Now that sound had entered the jail, and it had a peculiar effect. It was like that distant murmuring of the storm which walks over the treetops far away. It made the sheriff and his two prisoners lift their heads and look at one another in silence, for the sheriff was most unprofessionally tilted back in a chair, with his feet braced against the bars of the cell, while he chatted with his bad men about men, women, and events. The sheriff had a distinct curiosity to learn how Arizona had recovered so suddenly from his "blue funk."

Unquestionably the fat man had recovered. His voice was as steady now as any man's, and the old, insolent glitter was in his eyes. He squared his shoulders and blew his smoke straight at the face of the sheriff, as he talked. What caused it, the sheriff could not tell, this rehabilitation of a fighting man, but he connected the influence of Sinclair with the change.

By this time Sinclair himself was the more restless of the two. While Arizona sat at ease on the bunk, the tall man ranged up and down the cell, with long, noiseless steps, turning quickly back and forth beside the bars. He had spent his nervous energy cheering up Arizona, until the latter was filled with a reckless, careless courage. What would happen Arizona could not guess, but Sinclair had assured him that something would happen, and he trusted implicitly to the word of his tall companion. Sooner or later he would learn that they were hopeless, and Sinclair dreaded the breakdown which he knew would follow that discovery.

In his heart Sinclair knew that there would be no hope, no chance. The girl, he felt, had been swept off her feet with some absurd dream of freeing them. For his own part he had implicit faith in the strength of the toolproof steel of the bars on the one hand, and the gun of the sheriff on the other. As long as they held, they would keep their prisoners. The key to freedom was the key to the sheriff's heart, and Sinclair was too much of a man to whine.

He had come to the end of his trail, and that was evident in the restlessness of his walking to and fro. The love of the one thing on earth that he cared for was his, according to Arizona, and there was nothing to make the fat man lie. It seemed to Riley Sinclair that, at the very moment he had set his hands upon priceless gold, the treasure was crumbling to dead sand. He had lost her by the very thing that won her.

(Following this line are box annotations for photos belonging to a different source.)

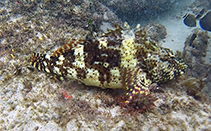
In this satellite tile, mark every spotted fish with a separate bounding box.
[31,26,187,103]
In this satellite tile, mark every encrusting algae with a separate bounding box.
[31,25,187,109]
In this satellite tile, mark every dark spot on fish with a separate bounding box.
[183,14,196,27]
[196,9,205,19]
[189,34,196,46]
[200,11,211,31]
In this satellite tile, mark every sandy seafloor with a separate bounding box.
[0,0,211,131]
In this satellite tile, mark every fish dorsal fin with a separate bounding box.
[52,39,84,57]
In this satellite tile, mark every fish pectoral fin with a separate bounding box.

In the midst of his pacing he stopped and lifted his head, just as the sheriff and Arizona did the same thing. The far-off murmur hummed and moaned toward them, gathering strength. Then the sheriff pushed back his chair and went to the front of the jail. They heard him give directions to his deputy to find out what the murmuring meant. When Kern returned he was patently worried.

"Gents," he said, "I've heard that same sort of a sound twice before, and it means business." None of the three spoke again until the door of the jail was burst open, and the deputy came on them, running.

"Kern," he gasped, as he reached the sheriff, "they're coming."

"Who?"

"Every man in Sour Creek. They tried to get me with 'em. I told 'em I'd stay and then slipped off. They want both of these. They want 'em bad. They're going to fight to get 'em!"